Based on unaudited management information INEOS reports that EBITDA for the second quarter of 2014 was EUR447 million, compared to EUR365 million for Q2, 2013 and EUR401 million for Q1, 2014.
North American markets have continued to be strong, taking full benefit from their current feedstock advantage. Market conditions in Europe have shown further signs of improvement in the quarter. In contrast, markets in Asia have generally remained soft.
O&P North America reported EBITDA of EUR236 million compared to EUR221 million in Q2, 2013. The business has continued to benefit from its flexibility to be able to utilise cheaper NGL feedstocks to maintain healthy margins. The US cracker business environment was strong with top of cycle margins and high operating rates throughout the quarter. Polymer demand was very robust, with tight markets and high margins supported by an improving US economy.
Chemical Intermediates reported EBITDA of EUR132 million compared to EUR104 million in Q2, 2013.
O&P Europe reported EBITDA of EUR79 million compared to EUR40 million in Q2, 2013. Demand for olefins in the quarter was balanced, with industry cracker operating rates remaining trimmed. Margins were relatively steady in the quarter, with a solid aromatics performance offset by weak butadiene margins. Polymer demand was firm with good volumes and stable margins in the quarter. The partial closure of the cracker in Lavera during Q2, 2013 adversely impacted the results for that quarter. The results for Q2, 2013 were also adversely impacted by the poor performance at O&P UK. The Group disposed of the O&P UK business on October 1, 2013.
The Group has continued to focus on cash management and liquidity. Net debt was approximately EUR6.2 billion at the end of June 2014. Cash balances at the end of the quarter were EUR1,087 million, and availability under undrawn working capital facilities was EUR271 million. Net debt leverage was approximately 4.0 times as at the end of June 2014.

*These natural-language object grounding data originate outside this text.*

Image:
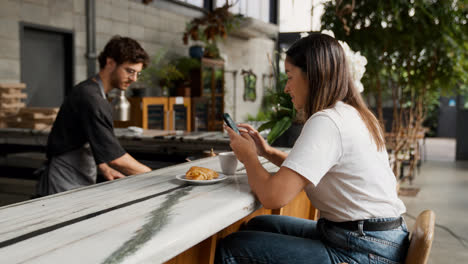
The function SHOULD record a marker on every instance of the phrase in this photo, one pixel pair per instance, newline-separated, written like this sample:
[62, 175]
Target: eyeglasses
[132, 72]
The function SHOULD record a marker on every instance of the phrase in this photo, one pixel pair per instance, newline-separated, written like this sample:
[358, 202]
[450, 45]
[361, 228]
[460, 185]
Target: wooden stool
[421, 238]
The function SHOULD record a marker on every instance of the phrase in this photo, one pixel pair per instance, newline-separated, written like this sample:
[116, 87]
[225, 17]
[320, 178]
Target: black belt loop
[361, 228]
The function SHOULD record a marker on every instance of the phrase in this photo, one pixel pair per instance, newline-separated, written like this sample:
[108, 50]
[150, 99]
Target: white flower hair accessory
[356, 62]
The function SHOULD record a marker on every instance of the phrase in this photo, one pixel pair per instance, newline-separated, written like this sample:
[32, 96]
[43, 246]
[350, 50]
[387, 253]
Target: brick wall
[152, 26]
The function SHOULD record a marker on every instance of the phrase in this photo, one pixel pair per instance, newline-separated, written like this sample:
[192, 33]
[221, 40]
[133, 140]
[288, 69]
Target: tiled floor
[443, 187]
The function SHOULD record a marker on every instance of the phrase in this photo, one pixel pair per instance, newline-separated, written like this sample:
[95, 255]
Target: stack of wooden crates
[11, 101]
[13, 112]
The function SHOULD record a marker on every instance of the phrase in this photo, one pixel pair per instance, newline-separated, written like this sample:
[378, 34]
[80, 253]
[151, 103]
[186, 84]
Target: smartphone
[230, 123]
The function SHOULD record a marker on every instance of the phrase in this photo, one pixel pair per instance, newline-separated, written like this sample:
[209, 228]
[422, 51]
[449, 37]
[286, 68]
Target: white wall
[155, 26]
[300, 15]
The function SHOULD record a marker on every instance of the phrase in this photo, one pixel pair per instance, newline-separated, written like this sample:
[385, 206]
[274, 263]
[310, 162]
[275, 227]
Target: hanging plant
[211, 27]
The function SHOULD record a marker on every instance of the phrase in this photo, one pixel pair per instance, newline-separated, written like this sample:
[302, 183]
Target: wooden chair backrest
[421, 239]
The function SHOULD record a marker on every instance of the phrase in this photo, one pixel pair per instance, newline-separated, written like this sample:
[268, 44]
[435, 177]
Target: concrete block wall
[154, 27]
[61, 14]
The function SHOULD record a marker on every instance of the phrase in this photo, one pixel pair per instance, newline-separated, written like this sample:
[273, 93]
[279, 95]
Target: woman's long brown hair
[323, 59]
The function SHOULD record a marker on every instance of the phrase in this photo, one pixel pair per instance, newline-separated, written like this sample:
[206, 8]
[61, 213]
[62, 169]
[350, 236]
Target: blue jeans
[284, 239]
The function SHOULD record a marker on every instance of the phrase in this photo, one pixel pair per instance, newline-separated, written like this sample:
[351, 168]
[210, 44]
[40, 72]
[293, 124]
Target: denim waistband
[368, 224]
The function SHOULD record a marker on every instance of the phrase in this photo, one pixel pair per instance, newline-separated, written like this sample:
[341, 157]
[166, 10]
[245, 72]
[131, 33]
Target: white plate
[221, 177]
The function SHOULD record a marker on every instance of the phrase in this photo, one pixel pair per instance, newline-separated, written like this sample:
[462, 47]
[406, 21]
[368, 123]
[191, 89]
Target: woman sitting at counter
[339, 160]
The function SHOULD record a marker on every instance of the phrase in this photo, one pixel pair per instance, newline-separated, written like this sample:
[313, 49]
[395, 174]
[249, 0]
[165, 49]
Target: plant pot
[288, 138]
[196, 52]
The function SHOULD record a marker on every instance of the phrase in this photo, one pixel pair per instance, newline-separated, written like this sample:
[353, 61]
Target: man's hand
[109, 173]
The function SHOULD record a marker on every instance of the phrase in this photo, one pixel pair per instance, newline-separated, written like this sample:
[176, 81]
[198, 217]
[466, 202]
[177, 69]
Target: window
[259, 9]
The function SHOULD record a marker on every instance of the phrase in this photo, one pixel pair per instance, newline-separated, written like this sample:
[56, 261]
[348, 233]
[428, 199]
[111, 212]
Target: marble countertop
[152, 141]
[147, 218]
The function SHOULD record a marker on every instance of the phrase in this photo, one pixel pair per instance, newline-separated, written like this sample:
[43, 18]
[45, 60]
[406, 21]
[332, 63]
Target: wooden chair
[421, 238]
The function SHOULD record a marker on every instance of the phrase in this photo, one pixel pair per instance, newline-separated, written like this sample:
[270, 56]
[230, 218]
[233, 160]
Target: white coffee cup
[228, 162]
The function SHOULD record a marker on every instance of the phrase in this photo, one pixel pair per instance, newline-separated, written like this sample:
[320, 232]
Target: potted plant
[161, 72]
[208, 29]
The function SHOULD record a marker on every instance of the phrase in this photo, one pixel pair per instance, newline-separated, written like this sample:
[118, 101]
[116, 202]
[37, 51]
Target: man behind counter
[82, 138]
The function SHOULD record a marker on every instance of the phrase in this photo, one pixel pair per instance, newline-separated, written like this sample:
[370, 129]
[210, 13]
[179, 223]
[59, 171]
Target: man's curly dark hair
[121, 50]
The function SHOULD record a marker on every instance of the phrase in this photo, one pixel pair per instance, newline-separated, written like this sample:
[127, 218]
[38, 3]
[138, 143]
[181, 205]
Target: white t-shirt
[350, 179]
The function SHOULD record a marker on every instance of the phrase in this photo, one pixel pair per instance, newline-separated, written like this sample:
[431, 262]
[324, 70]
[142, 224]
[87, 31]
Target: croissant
[199, 173]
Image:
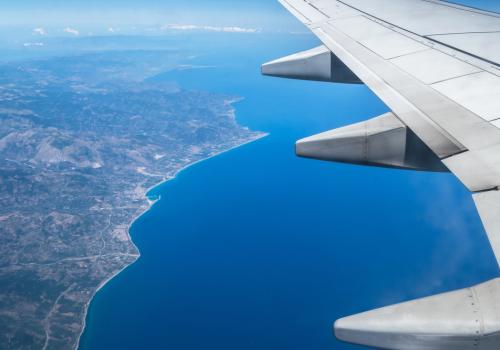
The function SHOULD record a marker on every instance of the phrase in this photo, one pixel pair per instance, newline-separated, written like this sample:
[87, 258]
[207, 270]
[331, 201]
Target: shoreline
[147, 207]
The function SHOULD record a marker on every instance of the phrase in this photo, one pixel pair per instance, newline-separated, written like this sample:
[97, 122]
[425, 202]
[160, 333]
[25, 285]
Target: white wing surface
[436, 65]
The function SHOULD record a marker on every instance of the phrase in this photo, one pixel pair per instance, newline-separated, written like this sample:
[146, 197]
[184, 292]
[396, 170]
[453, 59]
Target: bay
[258, 249]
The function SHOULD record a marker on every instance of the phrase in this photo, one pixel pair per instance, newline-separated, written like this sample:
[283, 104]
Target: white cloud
[32, 44]
[210, 28]
[39, 31]
[71, 31]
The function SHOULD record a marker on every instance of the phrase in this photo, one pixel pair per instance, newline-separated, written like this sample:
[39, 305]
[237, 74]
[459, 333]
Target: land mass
[82, 138]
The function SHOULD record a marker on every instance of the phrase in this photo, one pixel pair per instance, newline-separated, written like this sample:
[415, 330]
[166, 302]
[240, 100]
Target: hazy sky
[140, 12]
[96, 15]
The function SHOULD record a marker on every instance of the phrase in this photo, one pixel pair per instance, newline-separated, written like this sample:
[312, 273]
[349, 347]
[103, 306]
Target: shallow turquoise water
[258, 249]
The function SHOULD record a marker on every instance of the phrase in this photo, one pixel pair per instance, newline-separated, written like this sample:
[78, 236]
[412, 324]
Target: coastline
[144, 209]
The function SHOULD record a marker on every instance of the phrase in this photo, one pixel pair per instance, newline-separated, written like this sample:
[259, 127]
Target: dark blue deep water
[258, 249]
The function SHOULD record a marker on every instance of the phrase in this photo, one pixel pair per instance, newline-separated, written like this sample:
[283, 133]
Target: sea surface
[258, 249]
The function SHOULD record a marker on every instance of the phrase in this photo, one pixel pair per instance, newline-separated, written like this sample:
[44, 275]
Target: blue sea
[258, 249]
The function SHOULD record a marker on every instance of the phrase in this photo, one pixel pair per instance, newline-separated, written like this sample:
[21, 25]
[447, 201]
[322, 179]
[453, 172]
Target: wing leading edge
[437, 67]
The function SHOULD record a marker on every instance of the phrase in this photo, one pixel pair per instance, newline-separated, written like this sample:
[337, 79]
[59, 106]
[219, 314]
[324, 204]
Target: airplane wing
[436, 65]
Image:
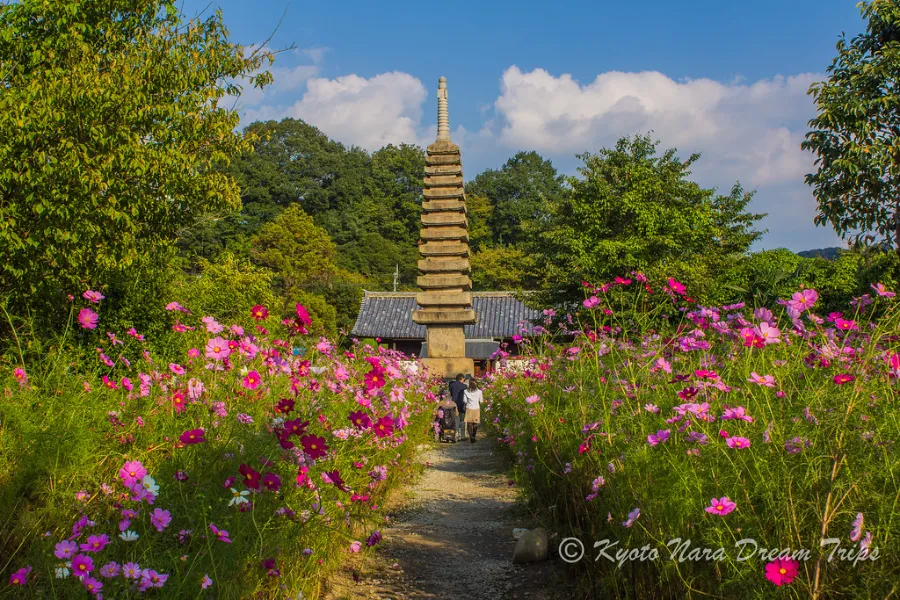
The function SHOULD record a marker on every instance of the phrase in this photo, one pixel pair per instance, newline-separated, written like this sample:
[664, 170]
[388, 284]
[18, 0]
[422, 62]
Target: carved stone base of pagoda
[448, 368]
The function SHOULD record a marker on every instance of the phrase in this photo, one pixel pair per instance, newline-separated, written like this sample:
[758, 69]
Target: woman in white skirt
[473, 399]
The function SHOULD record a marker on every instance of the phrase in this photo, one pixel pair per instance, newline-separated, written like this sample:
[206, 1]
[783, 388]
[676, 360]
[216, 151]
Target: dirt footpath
[451, 537]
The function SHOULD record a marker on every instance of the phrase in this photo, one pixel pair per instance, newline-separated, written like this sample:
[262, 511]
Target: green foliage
[504, 268]
[631, 210]
[519, 193]
[295, 248]
[856, 133]
[634, 415]
[228, 288]
[111, 138]
[323, 314]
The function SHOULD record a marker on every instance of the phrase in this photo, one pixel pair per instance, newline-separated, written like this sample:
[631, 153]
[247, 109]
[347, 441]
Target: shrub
[642, 436]
[246, 461]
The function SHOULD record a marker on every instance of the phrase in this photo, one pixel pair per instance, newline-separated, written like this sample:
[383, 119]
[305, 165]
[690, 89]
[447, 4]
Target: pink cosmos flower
[87, 318]
[82, 565]
[131, 571]
[782, 571]
[95, 543]
[252, 380]
[217, 349]
[192, 436]
[882, 291]
[738, 442]
[110, 570]
[632, 516]
[160, 519]
[92, 585]
[843, 378]
[659, 437]
[132, 472]
[65, 550]
[856, 532]
[20, 577]
[738, 413]
[384, 427]
[720, 506]
[765, 380]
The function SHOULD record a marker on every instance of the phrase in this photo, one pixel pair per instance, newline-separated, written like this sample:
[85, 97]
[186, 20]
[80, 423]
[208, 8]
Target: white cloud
[746, 131]
[750, 132]
[384, 109]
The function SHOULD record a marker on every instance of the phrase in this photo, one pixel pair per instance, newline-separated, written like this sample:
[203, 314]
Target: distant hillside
[827, 253]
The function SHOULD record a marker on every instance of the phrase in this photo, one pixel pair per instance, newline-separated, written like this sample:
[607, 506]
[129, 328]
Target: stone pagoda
[445, 299]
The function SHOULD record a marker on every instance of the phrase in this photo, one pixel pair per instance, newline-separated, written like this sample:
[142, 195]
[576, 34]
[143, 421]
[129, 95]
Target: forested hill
[830, 253]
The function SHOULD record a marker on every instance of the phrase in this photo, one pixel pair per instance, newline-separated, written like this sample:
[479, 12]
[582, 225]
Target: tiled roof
[389, 315]
[477, 349]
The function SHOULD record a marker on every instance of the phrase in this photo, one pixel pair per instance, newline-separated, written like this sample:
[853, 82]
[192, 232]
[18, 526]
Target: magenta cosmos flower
[160, 519]
[82, 565]
[252, 380]
[659, 437]
[192, 436]
[20, 577]
[843, 378]
[221, 534]
[87, 318]
[882, 291]
[217, 349]
[782, 571]
[132, 472]
[314, 446]
[360, 419]
[384, 427]
[720, 506]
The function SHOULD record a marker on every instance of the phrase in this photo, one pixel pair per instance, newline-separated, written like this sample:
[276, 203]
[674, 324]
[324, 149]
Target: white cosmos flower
[239, 497]
[150, 485]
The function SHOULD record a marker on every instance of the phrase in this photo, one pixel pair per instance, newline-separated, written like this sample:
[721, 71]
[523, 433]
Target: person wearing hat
[473, 398]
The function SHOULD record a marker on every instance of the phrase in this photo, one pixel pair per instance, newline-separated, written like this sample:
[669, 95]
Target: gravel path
[452, 537]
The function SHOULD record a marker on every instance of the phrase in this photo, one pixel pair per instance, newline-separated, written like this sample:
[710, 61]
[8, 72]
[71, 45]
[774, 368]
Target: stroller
[445, 425]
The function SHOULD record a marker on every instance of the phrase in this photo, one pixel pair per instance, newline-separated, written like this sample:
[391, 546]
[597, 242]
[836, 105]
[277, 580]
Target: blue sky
[725, 79]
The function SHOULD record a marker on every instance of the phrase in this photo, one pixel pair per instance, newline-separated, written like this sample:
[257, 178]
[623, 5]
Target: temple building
[387, 317]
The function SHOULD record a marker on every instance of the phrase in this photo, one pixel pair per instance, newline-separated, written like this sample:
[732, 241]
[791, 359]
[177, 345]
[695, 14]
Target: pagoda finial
[443, 114]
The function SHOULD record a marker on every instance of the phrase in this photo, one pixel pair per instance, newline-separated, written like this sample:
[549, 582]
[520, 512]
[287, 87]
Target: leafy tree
[479, 211]
[504, 268]
[296, 249]
[520, 193]
[112, 137]
[633, 210]
[397, 181]
[856, 133]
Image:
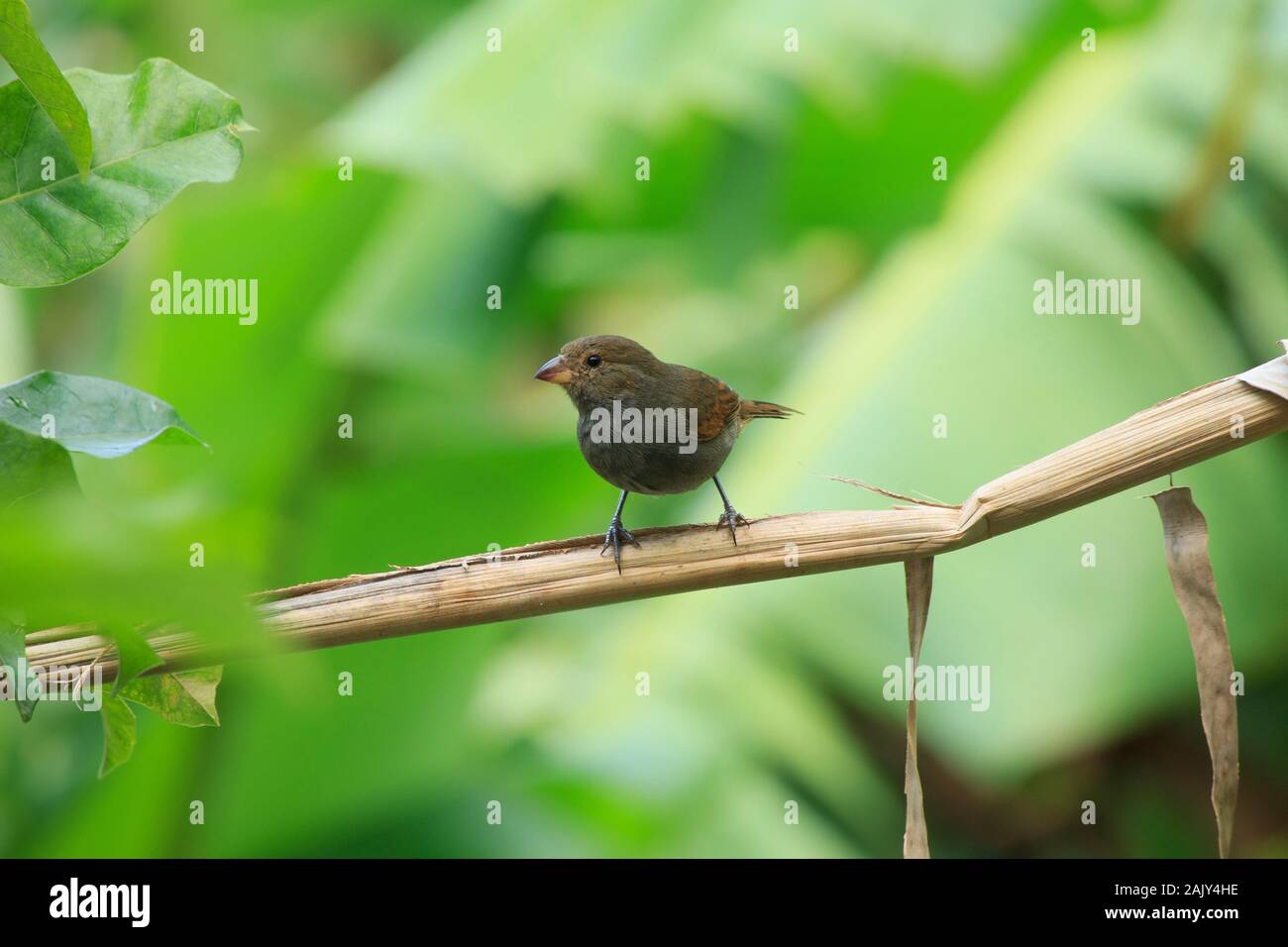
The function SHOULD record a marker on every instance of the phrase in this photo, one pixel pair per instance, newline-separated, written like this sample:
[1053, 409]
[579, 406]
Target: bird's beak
[555, 371]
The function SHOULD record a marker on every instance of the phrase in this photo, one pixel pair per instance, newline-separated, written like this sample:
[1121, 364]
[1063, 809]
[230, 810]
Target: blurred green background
[768, 169]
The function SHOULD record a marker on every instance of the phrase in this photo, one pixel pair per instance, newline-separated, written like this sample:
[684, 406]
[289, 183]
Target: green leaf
[30, 464]
[39, 75]
[13, 648]
[184, 697]
[88, 415]
[156, 132]
[119, 733]
[134, 654]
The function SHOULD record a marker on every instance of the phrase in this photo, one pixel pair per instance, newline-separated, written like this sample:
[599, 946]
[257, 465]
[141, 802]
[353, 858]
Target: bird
[649, 427]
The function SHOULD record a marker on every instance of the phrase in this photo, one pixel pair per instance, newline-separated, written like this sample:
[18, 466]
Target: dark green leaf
[119, 733]
[184, 697]
[30, 464]
[39, 75]
[13, 648]
[155, 132]
[136, 656]
[89, 415]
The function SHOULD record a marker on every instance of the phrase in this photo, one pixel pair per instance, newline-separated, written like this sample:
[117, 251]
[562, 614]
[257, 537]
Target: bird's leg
[730, 515]
[616, 534]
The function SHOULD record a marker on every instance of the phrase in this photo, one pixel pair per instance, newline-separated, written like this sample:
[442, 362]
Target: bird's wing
[717, 406]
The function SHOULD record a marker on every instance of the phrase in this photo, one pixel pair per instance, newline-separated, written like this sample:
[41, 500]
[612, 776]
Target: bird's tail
[763, 408]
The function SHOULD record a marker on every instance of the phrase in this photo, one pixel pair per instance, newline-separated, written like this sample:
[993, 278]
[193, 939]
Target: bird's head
[596, 368]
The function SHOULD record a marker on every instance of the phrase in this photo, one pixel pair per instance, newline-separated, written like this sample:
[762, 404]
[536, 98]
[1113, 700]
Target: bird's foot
[616, 535]
[732, 518]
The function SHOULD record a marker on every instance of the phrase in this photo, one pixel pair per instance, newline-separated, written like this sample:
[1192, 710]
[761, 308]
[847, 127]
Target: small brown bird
[648, 427]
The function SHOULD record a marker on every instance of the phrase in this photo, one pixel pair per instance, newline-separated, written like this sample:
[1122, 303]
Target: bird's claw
[613, 538]
[732, 518]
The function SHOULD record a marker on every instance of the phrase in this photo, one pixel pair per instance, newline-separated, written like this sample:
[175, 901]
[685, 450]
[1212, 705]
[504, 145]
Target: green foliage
[13, 650]
[518, 169]
[183, 697]
[120, 733]
[48, 414]
[37, 69]
[156, 132]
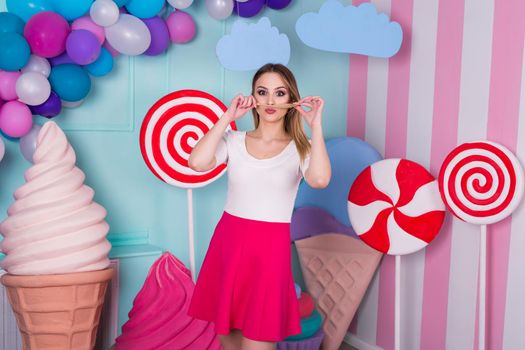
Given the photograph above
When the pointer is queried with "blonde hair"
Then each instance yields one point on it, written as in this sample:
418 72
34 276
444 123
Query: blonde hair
293 125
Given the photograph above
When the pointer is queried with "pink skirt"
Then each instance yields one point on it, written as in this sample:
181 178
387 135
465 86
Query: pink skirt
246 280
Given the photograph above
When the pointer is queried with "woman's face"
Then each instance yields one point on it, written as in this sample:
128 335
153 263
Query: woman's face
270 89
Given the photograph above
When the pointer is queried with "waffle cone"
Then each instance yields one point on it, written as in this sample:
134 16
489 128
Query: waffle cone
337 270
58 311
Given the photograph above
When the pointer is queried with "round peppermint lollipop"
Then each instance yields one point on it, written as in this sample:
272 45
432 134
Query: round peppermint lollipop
481 182
170 130
395 207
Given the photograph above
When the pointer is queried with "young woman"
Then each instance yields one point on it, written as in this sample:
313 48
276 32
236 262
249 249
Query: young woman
245 285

As MRC wrote before, Solvay SA and Ineos Group AG have given a name to their chlorovinyls joint venture, Inovyn, as the two firms prepare the launch the company by the end of 2014. The new company will officially open following divestments by both companies required by the European Commission. Until completion, Solvay and Ineos will continue to run their businesses separately.
INEOS Group Limited is a privately owned multinational chemicals company consisting of 15 standalone business units, headquartered in Rolle, Switzerland and with its registered office in Lyndhurst, United Kingdom. It is the fourth largest chemicals company in the world measured by revenues (after BASF, Dow Chemical and LyondellBasell) and the largest privately owned company in the United Kingdom.